All summer and autumn, we’ve been riding our home-built road bikes several times a week. These excursions have usually taken the form of early morning rides—a refreshingly familiar way to start the day, and a good excuse to pick up our little-used camera. Frequently, the outings have been the only time we've spent outdoors, as we've resumed maintaining a ridiculous work schedule in the pursuit of funding our next adventure.
Our summer rides were sunny and hot, though not terribly overpowering if we left early enough. We were usually treated to dewy, relatively cool mornings. Being on bicycles together, breathing fresh air, feeling the weight of our camera slung over one of our shoulders... it unfailingly renewed our sense of adventure about life.
Our favorite discovery of the summer was a veggie stand just a few miles away from home. Having inexpensive garden produce available to us on the honor system has often felt like a small miracle. It meant we could supplement our meager harvest with a bounty, and it that we didn't have to ride into town as often to buy food.
When we weren't in the countryside of central Minnesota, we were traveling to Illinois with our bikes in tow. Cycling in my hometown was a bit less enjoyable than cycling up north, because we had to travel through the ever-expanding sprawl of Champaign/Urbana's suburbia to reach the peace and quiet of its neighboring cornfields. We really are country bumpkins these days!

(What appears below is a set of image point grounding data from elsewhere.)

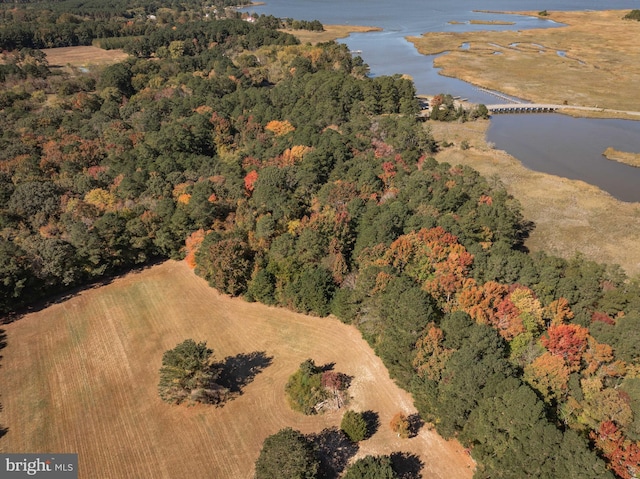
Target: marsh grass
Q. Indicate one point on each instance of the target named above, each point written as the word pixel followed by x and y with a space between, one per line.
pixel 593 61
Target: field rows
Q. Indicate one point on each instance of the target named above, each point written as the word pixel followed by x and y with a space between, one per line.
pixel 81 376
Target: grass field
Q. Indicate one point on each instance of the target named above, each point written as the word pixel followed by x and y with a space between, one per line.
pixel 83 56
pixel 594 61
pixel 570 216
pixel 81 376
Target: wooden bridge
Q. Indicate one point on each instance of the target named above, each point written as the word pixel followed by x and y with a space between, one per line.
pixel 523 108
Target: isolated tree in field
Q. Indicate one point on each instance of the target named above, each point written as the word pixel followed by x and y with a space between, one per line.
pixel 187 374
pixel 371 467
pixel 287 454
pixel 354 425
pixel 304 388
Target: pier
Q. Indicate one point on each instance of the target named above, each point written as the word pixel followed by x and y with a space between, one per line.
pixel 522 108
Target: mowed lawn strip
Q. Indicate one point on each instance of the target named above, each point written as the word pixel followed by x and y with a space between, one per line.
pixel 81 376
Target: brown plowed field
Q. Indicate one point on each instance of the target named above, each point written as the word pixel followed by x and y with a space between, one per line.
pixel 81 376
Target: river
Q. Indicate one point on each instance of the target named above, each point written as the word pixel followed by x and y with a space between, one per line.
pixel 550 143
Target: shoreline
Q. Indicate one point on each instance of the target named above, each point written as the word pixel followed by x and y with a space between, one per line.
pixel 580 73
pixel 331 33
pixel 569 215
pixel 628 158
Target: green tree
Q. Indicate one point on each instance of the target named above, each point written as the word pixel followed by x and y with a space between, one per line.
pixel 225 262
pixel 304 388
pixel 187 373
pixel 371 467
pixel 287 454
pixel 354 425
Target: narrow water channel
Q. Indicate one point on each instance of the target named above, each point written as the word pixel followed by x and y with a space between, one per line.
pixel 550 143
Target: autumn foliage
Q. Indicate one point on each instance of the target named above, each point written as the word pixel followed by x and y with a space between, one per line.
pixel 568 341
pixel 623 455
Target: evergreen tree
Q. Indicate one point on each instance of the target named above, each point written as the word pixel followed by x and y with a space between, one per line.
pixel 287 454
pixel 188 374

When we returned to Minnesota, fall had arrived, and with it, an entirely new landscape in which to ride. Farmers had harvested the scrubby blankets of corn once lay across their fields, leaving the land bare and exposed. We nearly cycled past our usual turns on one more than one occasion because the scenery was so different!

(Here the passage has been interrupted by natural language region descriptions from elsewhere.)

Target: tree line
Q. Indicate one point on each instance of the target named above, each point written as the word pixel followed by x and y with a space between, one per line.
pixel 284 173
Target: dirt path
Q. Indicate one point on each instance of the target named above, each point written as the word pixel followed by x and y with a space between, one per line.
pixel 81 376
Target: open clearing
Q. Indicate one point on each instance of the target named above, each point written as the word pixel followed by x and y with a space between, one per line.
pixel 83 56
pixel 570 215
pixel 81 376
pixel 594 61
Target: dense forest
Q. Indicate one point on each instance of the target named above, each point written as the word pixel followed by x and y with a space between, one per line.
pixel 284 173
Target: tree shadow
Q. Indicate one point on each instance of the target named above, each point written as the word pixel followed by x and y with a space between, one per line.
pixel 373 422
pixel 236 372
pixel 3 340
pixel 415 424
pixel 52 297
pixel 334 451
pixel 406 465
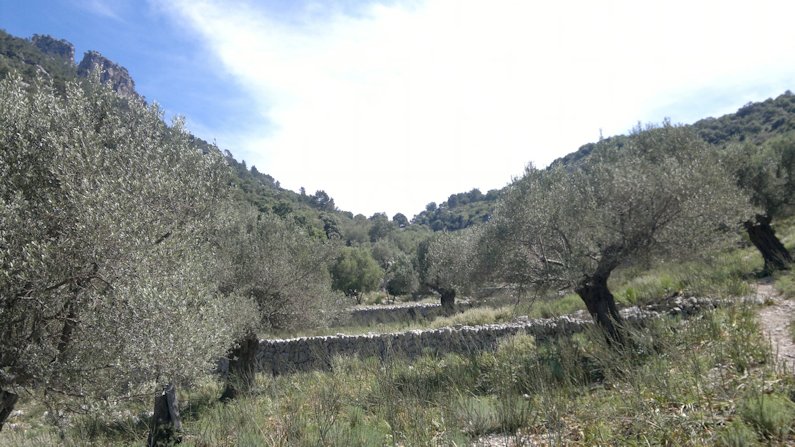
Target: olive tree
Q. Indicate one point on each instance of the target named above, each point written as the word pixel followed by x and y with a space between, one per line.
pixel 446 261
pixel 767 173
pixel 355 272
pixel 105 291
pixel 277 265
pixel 570 227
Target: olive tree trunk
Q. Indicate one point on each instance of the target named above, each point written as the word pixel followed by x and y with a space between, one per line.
pixel 242 367
pixel 7 402
pixel 166 422
pixel 602 306
pixel 448 300
pixel 764 239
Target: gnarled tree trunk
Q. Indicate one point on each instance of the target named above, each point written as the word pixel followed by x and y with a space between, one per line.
pixel 448 300
pixel 602 306
pixel 7 402
pixel 166 423
pixel 764 239
pixel 242 367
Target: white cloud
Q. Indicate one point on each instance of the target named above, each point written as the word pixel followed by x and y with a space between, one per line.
pixel 403 104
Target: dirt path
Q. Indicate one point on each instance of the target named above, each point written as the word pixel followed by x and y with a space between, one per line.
pixel 775 320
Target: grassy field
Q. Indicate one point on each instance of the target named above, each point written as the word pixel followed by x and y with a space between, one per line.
pixel 707 380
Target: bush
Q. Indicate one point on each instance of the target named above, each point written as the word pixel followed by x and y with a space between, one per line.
pixel 771 414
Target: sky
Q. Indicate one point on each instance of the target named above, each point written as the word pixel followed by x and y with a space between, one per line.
pixel 390 105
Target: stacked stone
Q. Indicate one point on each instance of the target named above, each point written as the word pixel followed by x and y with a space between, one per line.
pixel 283 356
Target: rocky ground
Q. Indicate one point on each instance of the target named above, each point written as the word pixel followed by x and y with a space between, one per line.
pixel 775 320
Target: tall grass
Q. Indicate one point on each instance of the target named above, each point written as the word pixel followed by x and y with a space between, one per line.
pixel 704 381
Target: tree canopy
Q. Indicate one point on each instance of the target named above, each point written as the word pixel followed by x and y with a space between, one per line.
pixel 106 213
pixel 570 227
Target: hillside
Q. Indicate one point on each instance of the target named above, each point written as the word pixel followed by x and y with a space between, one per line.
pixel 755 122
pixel 55 58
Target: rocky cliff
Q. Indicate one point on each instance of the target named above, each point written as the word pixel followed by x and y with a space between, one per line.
pixel 109 73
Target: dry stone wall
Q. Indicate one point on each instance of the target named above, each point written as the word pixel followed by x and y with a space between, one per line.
pixel 284 356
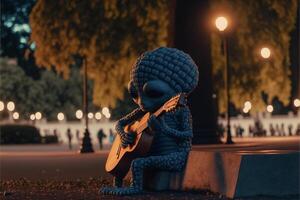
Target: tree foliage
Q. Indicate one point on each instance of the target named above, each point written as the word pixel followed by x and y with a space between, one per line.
pixel 255 24
pixel 110 34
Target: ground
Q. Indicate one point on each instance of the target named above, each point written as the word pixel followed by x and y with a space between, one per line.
pixel 52 172
pixel 24 189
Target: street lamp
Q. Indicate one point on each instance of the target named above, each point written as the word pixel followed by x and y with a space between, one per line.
pixel 270 108
pixel 79 114
pixel 297 103
pixel 90 115
pixel 2 106
pixel 16 115
pixel 38 115
pixel 60 116
pixel 265 52
pixel 10 106
pixel 221 23
pixel 86 145
pixel 247 106
pixel 98 115
pixel 32 117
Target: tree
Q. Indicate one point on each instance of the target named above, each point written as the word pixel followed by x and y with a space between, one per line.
pixel 17 87
pixel 254 25
pixel 15 33
pixel 111 35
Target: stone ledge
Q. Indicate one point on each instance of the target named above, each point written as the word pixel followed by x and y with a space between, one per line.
pixel 241 174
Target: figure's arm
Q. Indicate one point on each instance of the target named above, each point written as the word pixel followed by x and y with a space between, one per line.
pixel 185 130
pixel 128 119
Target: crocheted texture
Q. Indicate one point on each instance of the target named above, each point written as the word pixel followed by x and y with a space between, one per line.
pixel 173 130
pixel 171 65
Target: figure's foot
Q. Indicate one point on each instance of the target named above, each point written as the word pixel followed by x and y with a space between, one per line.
pixel 119 191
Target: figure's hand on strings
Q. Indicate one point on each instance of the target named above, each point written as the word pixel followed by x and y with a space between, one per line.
pixel 128 139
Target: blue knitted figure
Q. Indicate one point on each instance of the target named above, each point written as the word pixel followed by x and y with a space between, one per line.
pixel 157 76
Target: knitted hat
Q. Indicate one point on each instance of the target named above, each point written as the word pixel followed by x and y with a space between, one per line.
pixel 167 64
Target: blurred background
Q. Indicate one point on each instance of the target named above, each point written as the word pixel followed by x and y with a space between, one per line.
pixel 247 53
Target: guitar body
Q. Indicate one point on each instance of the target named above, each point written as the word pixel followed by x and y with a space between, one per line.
pixel 119 159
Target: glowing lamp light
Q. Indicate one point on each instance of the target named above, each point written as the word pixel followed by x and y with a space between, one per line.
pixel 79 114
pixel 108 115
pixel 90 115
pixel 270 108
pixel 60 116
pixel 297 103
pixel 248 105
pixel 221 23
pixel 1 106
pixel 105 110
pixel 265 52
pixel 245 110
pixel 10 106
pixel 32 117
pixel 38 115
pixel 16 115
pixel 98 115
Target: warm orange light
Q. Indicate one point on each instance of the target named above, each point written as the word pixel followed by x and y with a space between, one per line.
pixel 98 115
pixel 270 108
pixel 60 116
pixel 10 106
pixel 221 23
pixel 265 52
pixel 38 115
pixel 79 114
pixel 297 103
pixel 16 115
pixel 1 106
pixel 90 115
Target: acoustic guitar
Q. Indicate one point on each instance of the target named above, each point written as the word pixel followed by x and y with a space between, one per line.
pixel 119 158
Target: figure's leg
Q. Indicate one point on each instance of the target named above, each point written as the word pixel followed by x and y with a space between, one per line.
pixel 118 181
pixel 174 161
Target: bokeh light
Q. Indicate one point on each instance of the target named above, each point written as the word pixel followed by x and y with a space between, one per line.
pixel 98 115
pixel 32 117
pixel 79 114
pixel 60 116
pixel 1 106
pixel 297 103
pixel 16 115
pixel 265 52
pixel 10 106
pixel 105 111
pixel 270 108
pixel 38 115
pixel 90 115
pixel 221 23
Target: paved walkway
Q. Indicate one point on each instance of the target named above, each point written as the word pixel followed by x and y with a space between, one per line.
pixel 57 162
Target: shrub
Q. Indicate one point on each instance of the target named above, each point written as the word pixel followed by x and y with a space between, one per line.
pixel 19 134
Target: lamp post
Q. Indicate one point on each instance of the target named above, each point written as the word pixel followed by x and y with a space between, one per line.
pixel 10 107
pixel 86 145
pixel 222 24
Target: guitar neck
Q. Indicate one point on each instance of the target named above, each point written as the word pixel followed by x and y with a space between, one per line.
pixel 144 124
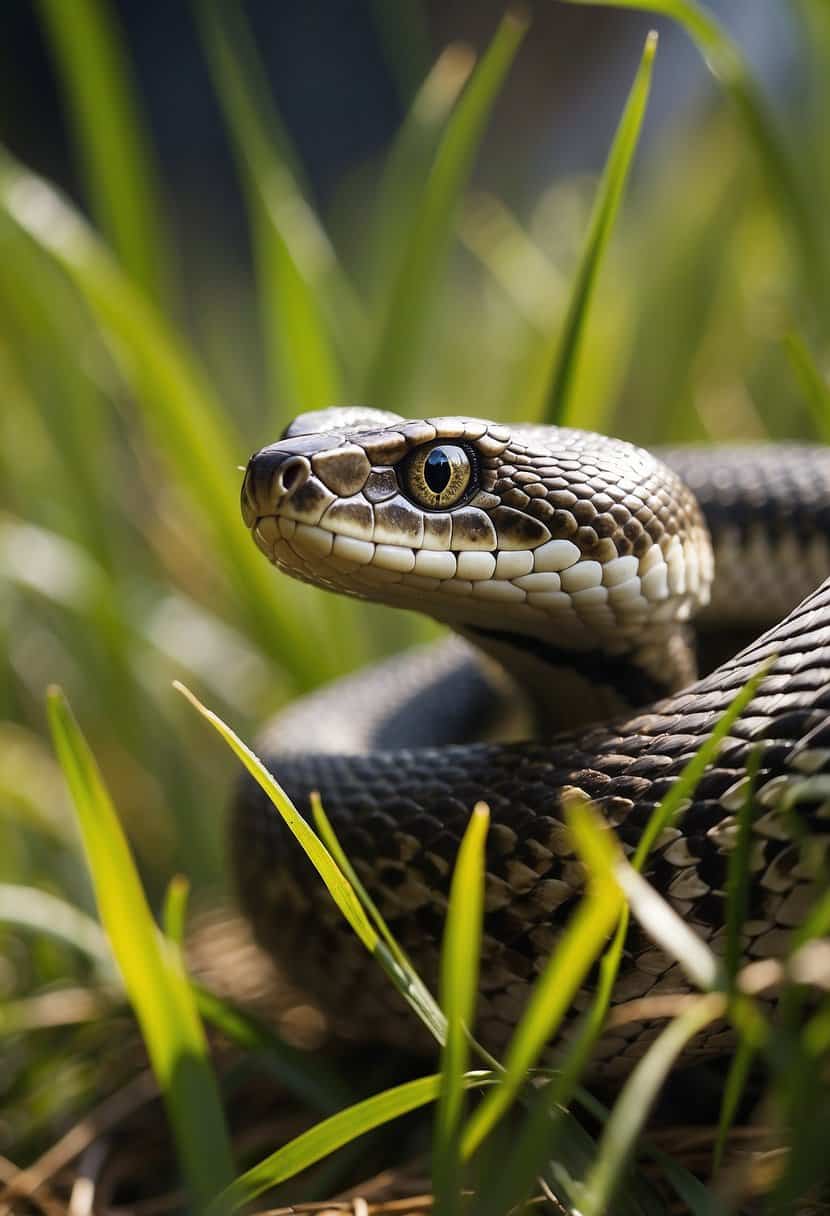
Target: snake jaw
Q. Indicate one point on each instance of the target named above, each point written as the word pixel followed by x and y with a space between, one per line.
pixel 571 540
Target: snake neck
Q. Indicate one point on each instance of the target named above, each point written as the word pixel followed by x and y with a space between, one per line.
pixel 564 688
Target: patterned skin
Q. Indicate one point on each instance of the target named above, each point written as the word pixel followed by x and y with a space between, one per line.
pixel 576 562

Our garden vegetable stand had changed too, moving on from the jalapeños, cucumbers, potatoes, and sweetcorn we'd been enjoying. With autumn taking hold, there were loads of squash available both for carving and cooking—everything from your standard pumpkin, to yellow footballs of pasta-forming spaghetti squash, and from warty, orange "turbans", to the sweetest specimen I’ve ever tasted: the "sweet dumpling."
Autumn is asserting itself more than ever now, presenting us with chilly, drizzly, grey mornings that emerge from pitch-darkness later and later with each passing day. I'm not sure how much more cycling we'll get in before a bitterly cold Minnesota winter arrives. We'll definitely have to bundle up in our warmest layers and switch to our hefty touring bikes if we want to ride after the snow starts flying.